Das, was man landläufig als Luxus bezeichnet (Dinge wie «edle» Parfüms, «feine» Stoffe, «exklusive» Reisen) sind inzwischen so gewöhnlich und so weit verbreitet, dass Überfluss die Reichen bereits zu quälen beginnt – eine Einsicht, die so geläufig ist, dass Hollywood schon Filme darüber macht (wie «American Psycho» oder «Fight Club»). Im Zeitalter des Alles-überall-und-jederzeit-Erhältlichen muss die Luxusgüterindustrie sich Tricks wie der künstlichen Rarifizierung bedienen, um ihren Produkten wenigstens den Anschein der Unerreichbarkeit zu verleihen. Asiatische oder russische Touristen dürfen bei Louis Vuitton in Paris höchstens zwei Taschen pro Person erstehen.

Eines der tröstlichsten Merkmale des Überflusses ist, dass er erst dann wirklich genießbar wird, wenn er einen nicht ständig umgibt. Für den Angestellten, der einmal im Jahr anlässlich einer Messe im Vier- oder Fünfsternehotel übernachtet, bedeutet der Aufenthalt dort Luxus. Zimmerservice, Fernseher am Bett, flauschige Handtücher. Für den abgebrühten Vielreisenden, der in seiner Stuttgarter Villa selber über flauschige Handtücher verfügt, ist der Aufenthalt im gleichen Hotel ein Bequemlichkeitskompromiss.

Die größten Schwierigkeiten, Überfluss zu genießen, haben die Superreichen. Ab einer gewissen Schmerzgrenze macht zusätzlicher Überfluss keinen Unterschied mehr. Es verbessert dann auch nicht mehr die so genannte Lebensqualität, wenn man sich, wie einst Heini Thyssen, Picassos ins Klo hängt oder wie ein Königssohn aus einem der Golfstaaten Tiger Woods für ein paar Golfstunden einfliegen lässt.

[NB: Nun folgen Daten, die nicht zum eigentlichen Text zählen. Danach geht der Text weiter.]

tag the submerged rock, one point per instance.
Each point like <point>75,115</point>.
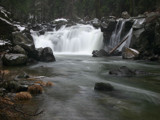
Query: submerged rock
<point>27,44</point>
<point>96,23</point>
<point>14,59</point>
<point>46,54</point>
<point>125,71</point>
<point>125,15</point>
<point>18,49</point>
<point>129,53</point>
<point>100,86</point>
<point>100,53</point>
<point>122,71</point>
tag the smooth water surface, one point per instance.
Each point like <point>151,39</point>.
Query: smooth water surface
<point>73,96</point>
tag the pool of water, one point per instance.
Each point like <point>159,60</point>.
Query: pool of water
<point>73,96</point>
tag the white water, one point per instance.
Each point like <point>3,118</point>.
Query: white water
<point>77,39</point>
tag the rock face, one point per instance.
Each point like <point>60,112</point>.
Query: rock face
<point>125,15</point>
<point>146,37</point>
<point>96,23</point>
<point>46,54</point>
<point>107,27</point>
<point>100,53</point>
<point>122,71</point>
<point>103,87</point>
<point>18,49</point>
<point>103,53</point>
<point>14,59</point>
<point>27,44</point>
<point>129,53</point>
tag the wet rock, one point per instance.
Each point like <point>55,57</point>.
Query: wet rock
<point>46,54</point>
<point>129,53</point>
<point>23,75</point>
<point>103,53</point>
<point>103,87</point>
<point>27,44</point>
<point>22,88</point>
<point>11,86</point>
<point>18,49</point>
<point>96,23</point>
<point>14,59</point>
<point>100,53</point>
<point>125,15</point>
<point>122,71</point>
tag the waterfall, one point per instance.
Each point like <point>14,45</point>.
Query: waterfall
<point>77,39</point>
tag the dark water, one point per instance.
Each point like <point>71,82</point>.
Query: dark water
<point>73,97</point>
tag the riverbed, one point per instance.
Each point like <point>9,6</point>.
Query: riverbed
<point>73,96</point>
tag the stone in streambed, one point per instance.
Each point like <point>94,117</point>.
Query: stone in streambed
<point>100,86</point>
<point>46,54</point>
<point>14,59</point>
<point>122,71</point>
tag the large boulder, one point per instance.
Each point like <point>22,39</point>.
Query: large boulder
<point>122,71</point>
<point>14,59</point>
<point>46,54</point>
<point>27,44</point>
<point>146,39</point>
<point>125,15</point>
<point>99,53</point>
<point>100,86</point>
<point>96,22</point>
<point>7,27</point>
<point>107,27</point>
<point>18,49</point>
<point>129,53</point>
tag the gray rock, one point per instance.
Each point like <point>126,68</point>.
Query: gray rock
<point>18,49</point>
<point>14,59</point>
<point>129,53</point>
<point>46,54</point>
<point>27,44</point>
<point>11,86</point>
<point>96,23</point>
<point>122,71</point>
<point>103,87</point>
<point>125,15</point>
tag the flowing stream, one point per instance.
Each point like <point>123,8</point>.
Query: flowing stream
<point>73,96</point>
<point>77,39</point>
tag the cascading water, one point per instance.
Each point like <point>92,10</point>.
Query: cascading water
<point>77,39</point>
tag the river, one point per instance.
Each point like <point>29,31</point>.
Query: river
<point>73,96</point>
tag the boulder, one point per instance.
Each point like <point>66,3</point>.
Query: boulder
<point>122,71</point>
<point>100,86</point>
<point>129,53</point>
<point>99,53</point>
<point>14,59</point>
<point>103,53</point>
<point>125,15</point>
<point>125,71</point>
<point>11,86</point>
<point>46,54</point>
<point>96,23</point>
<point>107,27</point>
<point>18,49</point>
<point>27,44</point>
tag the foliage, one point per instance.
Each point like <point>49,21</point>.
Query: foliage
<point>46,10</point>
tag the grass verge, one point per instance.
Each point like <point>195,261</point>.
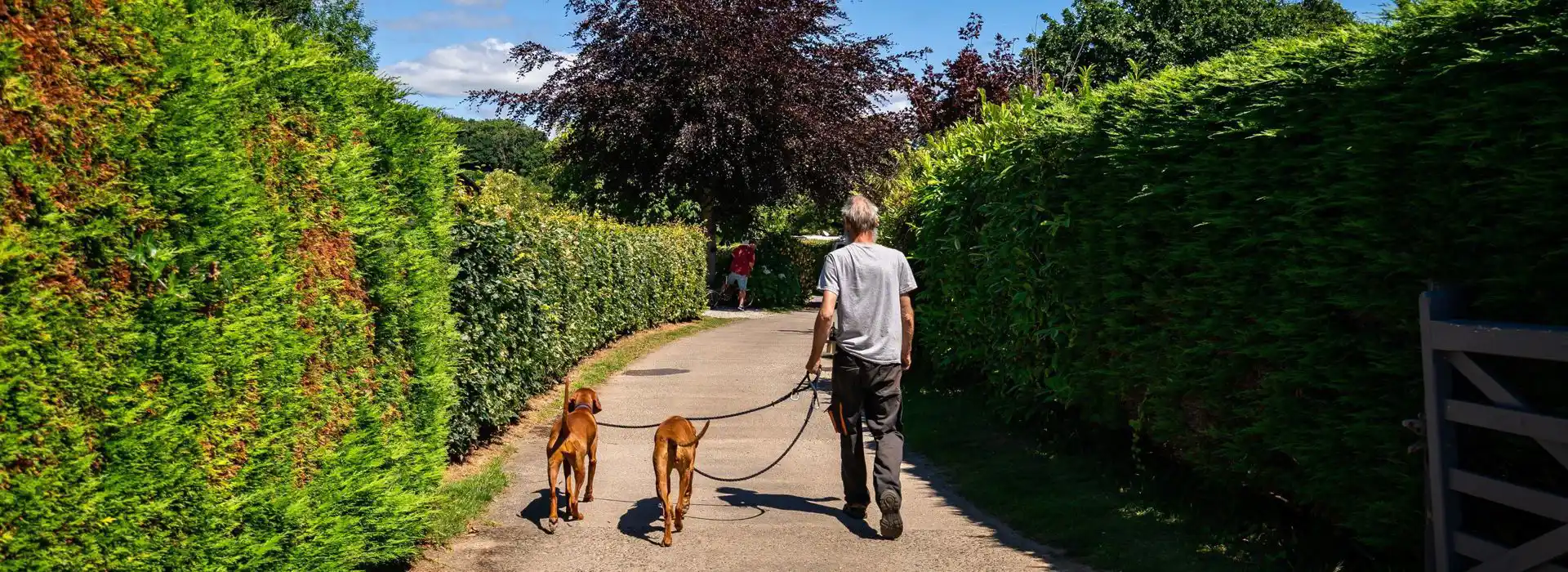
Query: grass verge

In dem Film «Die große Stille» von Philip Gröning wurde einem staunenden Großstadtpublikum das Leben der Kartäusermönche in der «Grande Chartreuse» im savoyardischen Hochgebirge bei Grenoble vor Augen geführt. Wie man weiß, sollen Mönche und Nonnen arm, ehelos und gehorsam sein, aber diese Grundsätze lassen sich höchst unterschiedlich auslegen: Vom barfüßigen Bettelmönch bis zum Abt im Barockpalais reicht die Spannweite der Möglichkeiten, und die Kartäusermönche praktizieren ein Höchstmaß an Radikalität. Sie leben jeder für sich in kleinen Häuschen. Die Woche über sprechen sie kein Wort, und nur am Sonntag sind sie für ein paar Stunden zusammen. Sie essen niemals Fleisch, tragen ein raues Gewand, und das Öfchen in ihrer Zelle heizen sie mit selbst gespaltenem Holz. Das Leben wird in seiner strengstmöglichen, seiner geradezu nackten Form geführt. Nirgendwo ist dem Überflüssigen ein härterer Kampf angesagt. Im Film hatte man sogar die sonst unvermeidliche Musikuntermalung und erklärende Kommentare weggelassen. Mit der Armut war hier wirklich Ernst gemacht worden.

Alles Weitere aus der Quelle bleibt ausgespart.